Tu nie chodzi o to czy samolot F-16 jest złym wyborem. Jest to bardzo dobry samolot, sprawdzony w wielu armiach. Chodzi o to, że nasze egzemplarze miały mnóstwo usterek fabrycznych o czym informowała prasa fachowa (Raport, NTW). A jak zawsze w celu zachowania dobrych kontaktów z Amerykanami zakopuje się takie sprawy pod dywan. Offset związany z tym kontraktem też nie został zrealizowany tak jak należy (prasa fachowa, prasa codzienna). Może współpraca ze Szwedami byłaby lepsza? Argument o niesprawdzeniu konstrukcji Gripena można obalić łatwo. Ta sama koncepcja konstrukcyjna co Viggen, Draken, a zatem duże doświadczenie w konstruowaniu i eksploatacji samolotów.

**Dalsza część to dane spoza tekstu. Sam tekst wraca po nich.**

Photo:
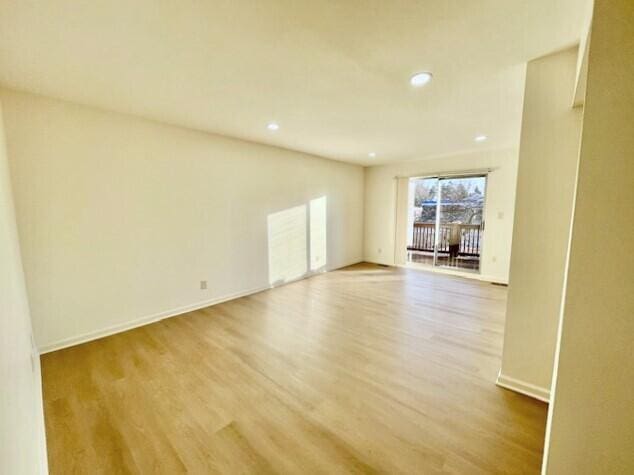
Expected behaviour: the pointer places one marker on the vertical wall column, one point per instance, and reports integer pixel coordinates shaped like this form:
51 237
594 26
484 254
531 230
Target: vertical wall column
549 150
591 419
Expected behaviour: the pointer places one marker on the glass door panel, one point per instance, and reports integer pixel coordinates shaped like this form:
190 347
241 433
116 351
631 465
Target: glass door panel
460 222
421 232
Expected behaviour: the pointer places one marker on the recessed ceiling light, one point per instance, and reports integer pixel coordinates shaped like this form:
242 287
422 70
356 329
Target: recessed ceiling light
420 79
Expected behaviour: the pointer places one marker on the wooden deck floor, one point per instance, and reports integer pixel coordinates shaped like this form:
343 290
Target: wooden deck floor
363 370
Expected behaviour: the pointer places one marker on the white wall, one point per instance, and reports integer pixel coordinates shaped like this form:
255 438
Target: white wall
380 205
121 218
22 441
591 420
549 150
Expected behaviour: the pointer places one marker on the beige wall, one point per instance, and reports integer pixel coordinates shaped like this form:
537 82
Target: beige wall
591 420
380 205
549 149
121 218
22 443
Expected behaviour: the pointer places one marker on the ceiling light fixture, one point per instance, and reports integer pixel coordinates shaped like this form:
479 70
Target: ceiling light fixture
420 79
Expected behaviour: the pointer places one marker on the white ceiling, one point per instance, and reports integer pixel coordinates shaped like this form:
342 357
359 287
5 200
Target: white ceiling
333 73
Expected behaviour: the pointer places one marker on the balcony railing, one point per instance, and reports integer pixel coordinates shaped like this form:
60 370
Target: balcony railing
424 237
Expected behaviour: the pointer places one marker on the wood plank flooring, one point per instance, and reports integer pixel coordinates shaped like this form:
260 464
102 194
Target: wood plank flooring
361 370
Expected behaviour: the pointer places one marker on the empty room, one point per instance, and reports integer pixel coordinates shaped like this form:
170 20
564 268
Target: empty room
303 237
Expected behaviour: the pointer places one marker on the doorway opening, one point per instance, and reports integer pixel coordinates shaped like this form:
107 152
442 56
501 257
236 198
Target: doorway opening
445 226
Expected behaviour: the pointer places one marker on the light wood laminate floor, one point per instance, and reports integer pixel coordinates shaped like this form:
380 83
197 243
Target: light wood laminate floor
362 370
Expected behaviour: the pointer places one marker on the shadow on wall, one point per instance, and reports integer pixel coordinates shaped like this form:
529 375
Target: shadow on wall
297 241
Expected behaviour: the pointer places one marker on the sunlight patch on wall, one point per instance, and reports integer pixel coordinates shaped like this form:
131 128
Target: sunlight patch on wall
287 244
318 248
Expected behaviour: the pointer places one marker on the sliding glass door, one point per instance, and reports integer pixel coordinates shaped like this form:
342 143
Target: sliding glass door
446 221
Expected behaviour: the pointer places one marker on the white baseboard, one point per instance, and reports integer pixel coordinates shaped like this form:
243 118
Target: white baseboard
523 387
138 322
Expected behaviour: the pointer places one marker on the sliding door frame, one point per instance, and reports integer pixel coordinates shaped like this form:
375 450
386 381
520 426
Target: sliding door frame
447 176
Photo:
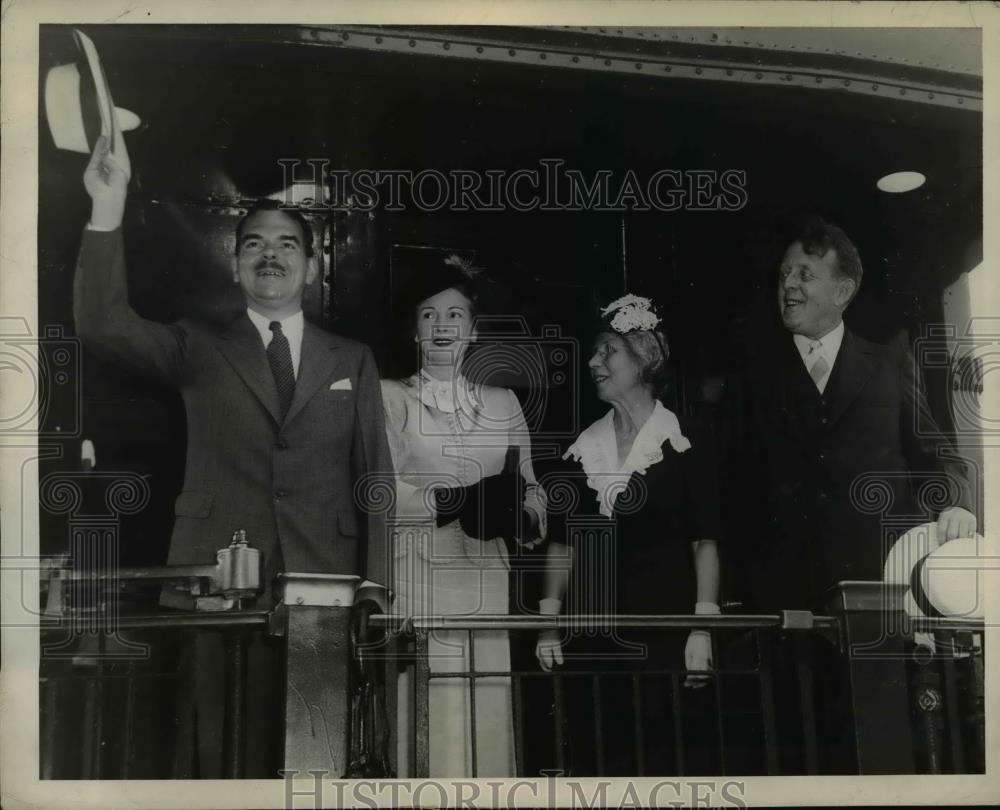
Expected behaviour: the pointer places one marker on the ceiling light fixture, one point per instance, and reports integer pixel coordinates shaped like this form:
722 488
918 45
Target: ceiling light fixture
898 182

OdpowiedzUsuńJeśli chodzi o rakiety Aster. Można twierdzić, że coś jest młodą konstrukcją jeżeli zostało skonstruowane w nieodległym czasie. Pociski rodziny Aster były opracowywane od roku 1990. Z licznymi udanymi próbami od 1999. Jest to więc konstrukcja dojrzała, która przeszła testy i została wcielona do użycia od 2008r. Spolonizowanie tego systemu nie niesie za sobą dużego ryzyka ze względu na dopracowanie rakiety i istnienie wszystkich sprawdzonych komponentów po polskiej stronie. Nie trzeba opracowywać żadnej technologii. Uważam, że wdrożenie takiego rozwiązania rozwinęłoby polskie firmy, jednocześnie zapewniając Nam nowoczesny system. Zwiększając potencjał rodzimych firm zwiększamy też nasze bezpieczeństwo.

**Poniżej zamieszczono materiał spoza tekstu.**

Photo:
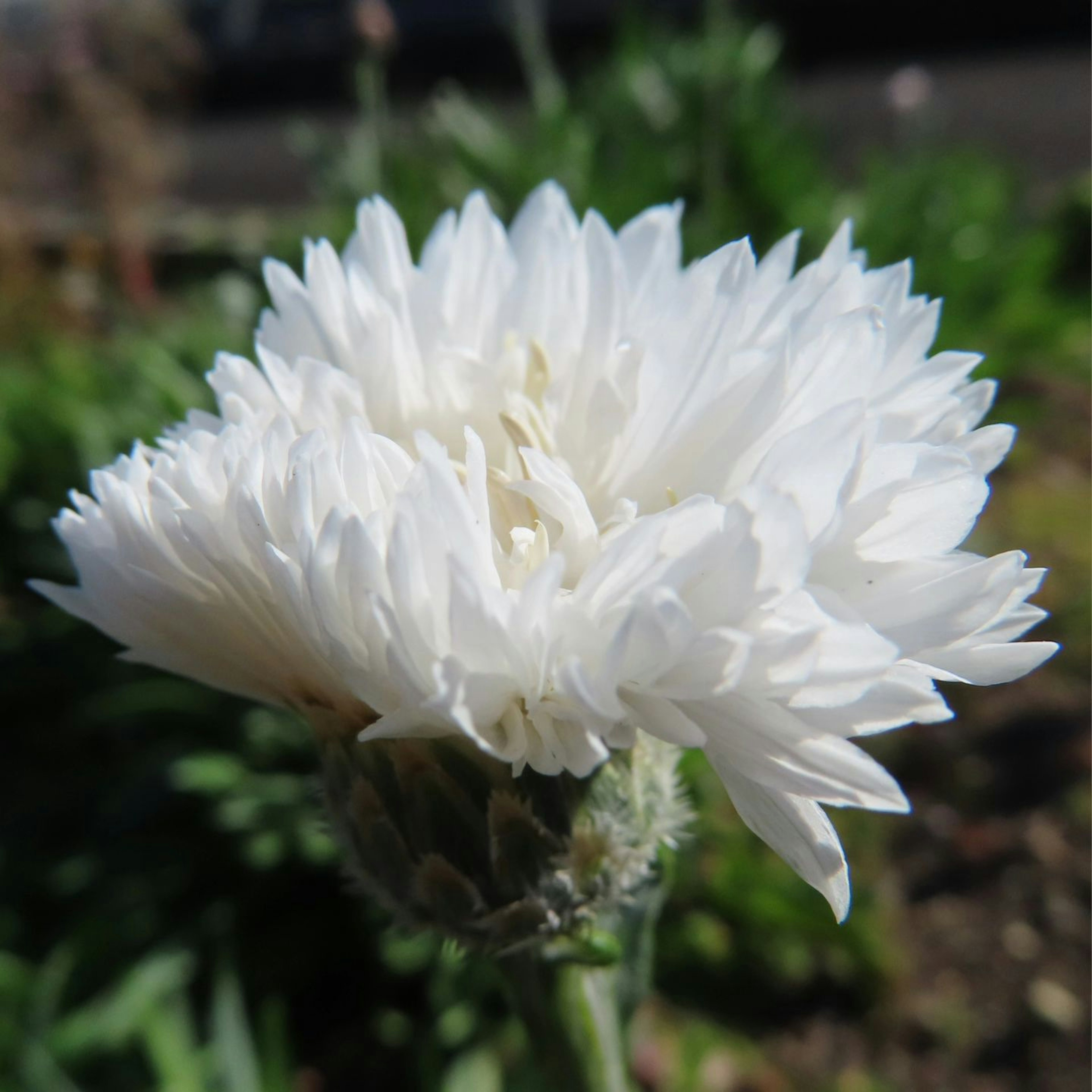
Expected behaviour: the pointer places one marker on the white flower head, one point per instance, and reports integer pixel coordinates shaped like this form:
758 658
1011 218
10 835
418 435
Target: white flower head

Jeśli zaś przemyśleć przyjęcie Patriotów. To posunięcie takie rzeczywiście radykalnie zwiększyłoby możliwości obronne Polski. Jednocześnie można by sięgnąć po rozwiązania europejskie, które pozwolą Nam na transfer technologii. Byłaby to najlepsza opcja tylko, że Nasi politycy nie myślą w żaden sposób o armii jak to robią w Grecji lub Korei Południowej. Obawiam się, że przyjęciem Patriotów po prostu zamknięto by rozdział rozwoju systemów przeciwlotniczych na długie lata.
Co zaś się tyczy fregat. Gawron dawno zostałby już zbudowany gdyby nie opieszałość MON-u i ciągłe cięcia pieniędzy na ten kontrakt. SMW jest stocznia państwową budującą i remontującą statki i okręty głównie na zlecenie MW, stąd nie dziwmy się, że spółka wpada w kłopoty , gdy główny kontrahent nie wywiązuję się z wcześniej podjętych zobowiązań. Jeśli chodzi o OHP. To od początku było wiadomo, że modernizacja tych okrętów jest bezcelowa (ze względu na wiek - jedne z pierwszych egzemplarzy serii). Tylko jak zwykle dziwnie forsuje się interesy amerykańskie w ministerstwie (artykuły w Raporcie) nie uwzględniając naszych potrzeb. Może rzeczywiście łatwiej byłoby zamówić okręty za granicą? Nie musimy mieć przecież zakładów zbrojeniowych w każdej dziedzinie.